Haugen worked at Facebook as part of a team that was supposed to figure out how to stop the platform from being used to interfere in elections. She left after two years, disappointed and disillusioned. After reading the Journal’s series of articles and watching the “60 Minutes” interview, it’s hard to avoid the conclusion that “misinformation and harmful content” are a feature of the platform, not a bug.
Perhaps Haugen’s most explosive allegation is that Facebook executives are aware that Instagram — which Facebook owns and operates, and which has been a growth center for the company as its core customers age — is toxic to the mental health of some users, especially teenage girls. Vulnerable young Instagram users can spend hours each day scrolling through photos and blaming themselves for not living up to the unrealistic, Plasticine standards of “beauty” that proliferate there.
“There were conflicts of interest between what was good for the public and what was good for Facebook,” Haugen said on “60 Minutes.” “And Facebook, over and over again, chose to optimize for its own interests, like making more money.”
Haugen also alleges that, while Facebook did tighten its policies against incendiary political misinformation in the run-up to the 2020 election, the company relaxed those policies again as soon as the election was over. We know the result: Much of the “Stop the Steal” nonsense — a weaponized lie alleging widespread election fraud, encouraged by President Donald Trump, that fueled the violent Jan. 6 insurrection at the Capitol — circulated on Facebook.
Instead of blaming Facebook, responded the company’s chief of global affairs, Nick Clegg, we should blame “the perpetrators of the violence, and those in politics and elsewhere who actively encouraged them.” He maintains that Facebook is not a “primary cause” of the polarization that splits the country into warring tribes.
But is that supposed to absolve the company? Do Facebook executives feel blameless because their decisions merely made it easier for a dangerous falsehood to spread, with deadly consequences? By all means, deliver justice to the rioters. But Facebook’s hand-wringing is not exactly convincing.

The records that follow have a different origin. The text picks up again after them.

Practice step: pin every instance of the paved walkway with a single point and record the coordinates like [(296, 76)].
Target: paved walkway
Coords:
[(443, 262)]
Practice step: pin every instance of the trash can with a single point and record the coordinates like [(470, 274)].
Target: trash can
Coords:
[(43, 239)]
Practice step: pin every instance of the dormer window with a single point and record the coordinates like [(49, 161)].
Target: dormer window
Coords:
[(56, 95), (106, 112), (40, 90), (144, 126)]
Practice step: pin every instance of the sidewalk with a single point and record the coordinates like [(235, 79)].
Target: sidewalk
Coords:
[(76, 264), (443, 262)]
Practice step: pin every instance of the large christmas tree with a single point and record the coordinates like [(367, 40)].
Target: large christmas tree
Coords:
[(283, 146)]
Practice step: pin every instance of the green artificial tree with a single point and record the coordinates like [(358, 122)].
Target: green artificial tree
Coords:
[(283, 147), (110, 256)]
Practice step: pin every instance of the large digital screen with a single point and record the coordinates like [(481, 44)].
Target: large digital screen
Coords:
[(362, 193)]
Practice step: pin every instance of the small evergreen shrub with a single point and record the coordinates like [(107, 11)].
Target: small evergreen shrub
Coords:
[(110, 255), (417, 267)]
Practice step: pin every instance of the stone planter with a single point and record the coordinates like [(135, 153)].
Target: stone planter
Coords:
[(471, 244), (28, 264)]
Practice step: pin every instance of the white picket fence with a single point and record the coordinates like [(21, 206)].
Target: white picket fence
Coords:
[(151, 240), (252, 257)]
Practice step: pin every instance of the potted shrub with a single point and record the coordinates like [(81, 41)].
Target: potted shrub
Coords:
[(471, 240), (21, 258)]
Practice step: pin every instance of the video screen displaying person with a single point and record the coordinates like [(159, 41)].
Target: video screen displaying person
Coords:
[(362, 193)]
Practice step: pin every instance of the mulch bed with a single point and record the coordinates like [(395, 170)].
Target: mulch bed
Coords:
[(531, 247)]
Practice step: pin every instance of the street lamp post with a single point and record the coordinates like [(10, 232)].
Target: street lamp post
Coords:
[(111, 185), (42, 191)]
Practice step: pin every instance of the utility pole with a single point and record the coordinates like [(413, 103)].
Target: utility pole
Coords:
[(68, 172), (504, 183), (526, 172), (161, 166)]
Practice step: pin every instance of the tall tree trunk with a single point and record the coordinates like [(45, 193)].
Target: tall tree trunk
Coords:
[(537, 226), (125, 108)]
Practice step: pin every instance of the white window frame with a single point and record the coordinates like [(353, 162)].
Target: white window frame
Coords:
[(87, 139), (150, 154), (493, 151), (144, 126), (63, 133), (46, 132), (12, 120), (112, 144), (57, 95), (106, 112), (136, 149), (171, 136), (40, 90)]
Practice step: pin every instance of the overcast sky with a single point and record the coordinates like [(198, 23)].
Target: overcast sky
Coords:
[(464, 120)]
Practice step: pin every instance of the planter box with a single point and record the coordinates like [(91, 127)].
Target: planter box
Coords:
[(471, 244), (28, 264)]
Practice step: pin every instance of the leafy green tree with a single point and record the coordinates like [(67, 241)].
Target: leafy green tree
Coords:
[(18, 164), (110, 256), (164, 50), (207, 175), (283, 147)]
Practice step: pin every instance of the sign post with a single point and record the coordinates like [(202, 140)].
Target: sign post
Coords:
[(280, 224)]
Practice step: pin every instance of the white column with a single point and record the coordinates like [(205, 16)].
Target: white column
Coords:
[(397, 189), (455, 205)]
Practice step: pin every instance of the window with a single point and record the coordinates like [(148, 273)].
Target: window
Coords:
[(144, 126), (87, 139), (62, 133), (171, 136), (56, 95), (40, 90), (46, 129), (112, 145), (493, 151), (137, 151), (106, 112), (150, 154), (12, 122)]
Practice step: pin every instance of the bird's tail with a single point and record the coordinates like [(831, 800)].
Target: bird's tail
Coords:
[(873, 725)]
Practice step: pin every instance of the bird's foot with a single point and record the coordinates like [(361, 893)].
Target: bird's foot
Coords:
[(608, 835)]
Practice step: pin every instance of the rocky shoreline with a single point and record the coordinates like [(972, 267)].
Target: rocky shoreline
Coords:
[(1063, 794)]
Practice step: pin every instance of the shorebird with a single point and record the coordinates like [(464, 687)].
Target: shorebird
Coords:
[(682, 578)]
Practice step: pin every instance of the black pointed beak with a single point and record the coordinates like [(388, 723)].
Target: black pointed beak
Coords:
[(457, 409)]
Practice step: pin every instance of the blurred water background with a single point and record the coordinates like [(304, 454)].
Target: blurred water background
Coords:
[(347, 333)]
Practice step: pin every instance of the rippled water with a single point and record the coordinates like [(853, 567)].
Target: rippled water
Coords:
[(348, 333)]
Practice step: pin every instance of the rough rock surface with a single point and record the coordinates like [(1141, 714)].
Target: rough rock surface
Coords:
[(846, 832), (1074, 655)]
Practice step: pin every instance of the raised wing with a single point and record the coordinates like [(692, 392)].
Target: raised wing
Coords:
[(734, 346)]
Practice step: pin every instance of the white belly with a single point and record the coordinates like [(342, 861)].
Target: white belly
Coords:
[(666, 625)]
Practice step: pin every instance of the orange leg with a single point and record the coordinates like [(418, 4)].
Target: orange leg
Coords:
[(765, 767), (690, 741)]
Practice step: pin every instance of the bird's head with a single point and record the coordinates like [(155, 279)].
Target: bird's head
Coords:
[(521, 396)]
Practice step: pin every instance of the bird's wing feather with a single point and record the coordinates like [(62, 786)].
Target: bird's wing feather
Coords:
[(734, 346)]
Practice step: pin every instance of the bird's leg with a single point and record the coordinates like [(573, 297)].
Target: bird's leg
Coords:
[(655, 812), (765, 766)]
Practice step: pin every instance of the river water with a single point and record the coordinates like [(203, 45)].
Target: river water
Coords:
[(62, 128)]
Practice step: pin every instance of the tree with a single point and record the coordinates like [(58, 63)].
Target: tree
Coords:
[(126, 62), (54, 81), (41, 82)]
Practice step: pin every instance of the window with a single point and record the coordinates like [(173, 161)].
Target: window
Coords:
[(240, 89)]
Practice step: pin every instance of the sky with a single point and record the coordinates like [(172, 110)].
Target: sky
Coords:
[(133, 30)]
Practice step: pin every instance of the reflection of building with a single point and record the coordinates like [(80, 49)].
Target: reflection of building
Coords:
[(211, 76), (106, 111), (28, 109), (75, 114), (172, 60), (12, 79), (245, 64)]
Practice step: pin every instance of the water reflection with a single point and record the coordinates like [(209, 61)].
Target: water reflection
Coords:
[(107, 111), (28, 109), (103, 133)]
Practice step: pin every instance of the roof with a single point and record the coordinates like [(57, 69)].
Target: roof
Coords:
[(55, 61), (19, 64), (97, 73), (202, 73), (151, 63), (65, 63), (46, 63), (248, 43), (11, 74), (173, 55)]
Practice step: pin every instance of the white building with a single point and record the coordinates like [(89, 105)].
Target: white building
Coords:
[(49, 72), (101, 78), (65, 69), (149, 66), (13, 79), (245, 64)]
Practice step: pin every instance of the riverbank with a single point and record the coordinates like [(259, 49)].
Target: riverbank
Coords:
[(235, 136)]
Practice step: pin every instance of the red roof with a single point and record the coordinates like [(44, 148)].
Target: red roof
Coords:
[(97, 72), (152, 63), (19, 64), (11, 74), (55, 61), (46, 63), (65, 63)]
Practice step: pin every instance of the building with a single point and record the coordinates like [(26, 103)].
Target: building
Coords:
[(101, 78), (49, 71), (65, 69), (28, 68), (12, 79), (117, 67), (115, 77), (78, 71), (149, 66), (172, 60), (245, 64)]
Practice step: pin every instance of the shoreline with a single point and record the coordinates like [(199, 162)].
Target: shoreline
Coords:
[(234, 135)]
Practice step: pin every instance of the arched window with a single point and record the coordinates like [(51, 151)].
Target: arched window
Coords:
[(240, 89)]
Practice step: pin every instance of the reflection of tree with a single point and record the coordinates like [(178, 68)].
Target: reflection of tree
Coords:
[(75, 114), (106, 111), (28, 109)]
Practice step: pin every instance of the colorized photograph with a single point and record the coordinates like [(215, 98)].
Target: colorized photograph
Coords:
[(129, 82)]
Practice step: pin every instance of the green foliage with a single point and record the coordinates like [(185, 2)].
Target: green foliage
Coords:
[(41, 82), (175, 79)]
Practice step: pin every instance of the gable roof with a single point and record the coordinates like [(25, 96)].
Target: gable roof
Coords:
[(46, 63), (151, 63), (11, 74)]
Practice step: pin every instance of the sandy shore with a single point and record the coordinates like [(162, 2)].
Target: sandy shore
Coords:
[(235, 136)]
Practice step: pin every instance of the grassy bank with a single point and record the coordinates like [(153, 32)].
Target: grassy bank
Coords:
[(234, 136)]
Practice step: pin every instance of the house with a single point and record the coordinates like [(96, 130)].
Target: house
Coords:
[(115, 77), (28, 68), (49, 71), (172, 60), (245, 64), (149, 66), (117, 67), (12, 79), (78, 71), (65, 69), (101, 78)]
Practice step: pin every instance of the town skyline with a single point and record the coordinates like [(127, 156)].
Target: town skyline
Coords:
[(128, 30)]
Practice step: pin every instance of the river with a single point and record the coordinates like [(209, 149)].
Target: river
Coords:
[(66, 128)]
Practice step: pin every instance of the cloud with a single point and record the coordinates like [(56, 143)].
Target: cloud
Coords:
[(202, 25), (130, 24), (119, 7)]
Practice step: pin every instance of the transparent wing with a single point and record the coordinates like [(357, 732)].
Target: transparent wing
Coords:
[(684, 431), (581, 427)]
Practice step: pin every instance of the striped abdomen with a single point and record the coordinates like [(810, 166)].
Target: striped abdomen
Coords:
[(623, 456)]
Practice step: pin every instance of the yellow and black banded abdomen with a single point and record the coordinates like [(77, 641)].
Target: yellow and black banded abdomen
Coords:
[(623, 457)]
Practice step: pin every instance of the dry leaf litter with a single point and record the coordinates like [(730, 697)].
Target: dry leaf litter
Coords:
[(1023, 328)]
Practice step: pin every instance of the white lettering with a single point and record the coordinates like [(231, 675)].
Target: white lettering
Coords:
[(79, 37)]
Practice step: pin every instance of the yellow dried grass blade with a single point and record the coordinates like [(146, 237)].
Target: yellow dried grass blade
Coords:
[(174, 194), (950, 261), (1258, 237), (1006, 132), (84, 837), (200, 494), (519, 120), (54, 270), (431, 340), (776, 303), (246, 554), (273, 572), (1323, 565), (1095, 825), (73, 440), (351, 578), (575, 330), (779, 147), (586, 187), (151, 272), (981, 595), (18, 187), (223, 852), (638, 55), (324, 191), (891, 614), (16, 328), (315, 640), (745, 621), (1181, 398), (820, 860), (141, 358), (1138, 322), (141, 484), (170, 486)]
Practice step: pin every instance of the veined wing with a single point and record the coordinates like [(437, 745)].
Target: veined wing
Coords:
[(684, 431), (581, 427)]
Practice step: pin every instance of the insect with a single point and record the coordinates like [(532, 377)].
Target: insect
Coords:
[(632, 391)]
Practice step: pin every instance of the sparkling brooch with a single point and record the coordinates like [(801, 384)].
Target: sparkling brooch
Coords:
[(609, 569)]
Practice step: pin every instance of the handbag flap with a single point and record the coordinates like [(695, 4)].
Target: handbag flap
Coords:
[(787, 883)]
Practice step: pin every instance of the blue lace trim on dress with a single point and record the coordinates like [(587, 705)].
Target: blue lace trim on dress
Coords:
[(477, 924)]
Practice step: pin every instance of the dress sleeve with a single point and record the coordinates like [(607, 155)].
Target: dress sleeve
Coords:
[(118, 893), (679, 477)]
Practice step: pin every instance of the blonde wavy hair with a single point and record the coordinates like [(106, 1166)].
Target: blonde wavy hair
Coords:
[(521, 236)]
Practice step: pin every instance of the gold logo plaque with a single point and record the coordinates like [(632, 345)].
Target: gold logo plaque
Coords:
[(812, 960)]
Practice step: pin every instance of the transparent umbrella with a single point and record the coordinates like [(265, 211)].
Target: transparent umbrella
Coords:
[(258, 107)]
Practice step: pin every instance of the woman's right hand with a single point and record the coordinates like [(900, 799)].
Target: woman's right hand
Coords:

Facebook cannot deny that its algorithms amplify toxic misinformation. I believe wholeheartedly in free speech, so yes, people should have the right to say crazy things. But there’s a difference between allowing users to post vile nonsense and feeding someone who “likes” that nonsense more of the same bile.
It appears the company understands that. If Zuckerberg can dial down the heat as an election approaches, he can keep it at a simmer afterward. Maybe that would come at the cost of some of the engagement that keeps users signed into Facebook and exposed to advertising. But what counts as enough profit? This trillion-dollar company, with nearly 3 billion users worldwide, ought to be able to survive without putting democracy in peril and causing anguish to impressionable young people.
If Facebook will not take seriously the need for reform, governments must act at the federal and perhaps the state level.
One obvious but radical solution would be to classify social media sites not as platforms but as publishers. As such, they would have the same liability for spreading false, defamatory or otherwise damaging information as do the publishers of The Washington Post and other media outlets. They could be sued for monetary damages — a prospect that tends to concentrate the mind.
But in the news media, editors police content. How many editors would Facebook need to comb through everything users posted? Millions?
A less drastic step would be for Facebook to be completely transparent about how its algorithms work and about the process for adjusting them. That would still require a considerable number of humans to oversee the process and make sure the algorithms were doing their job.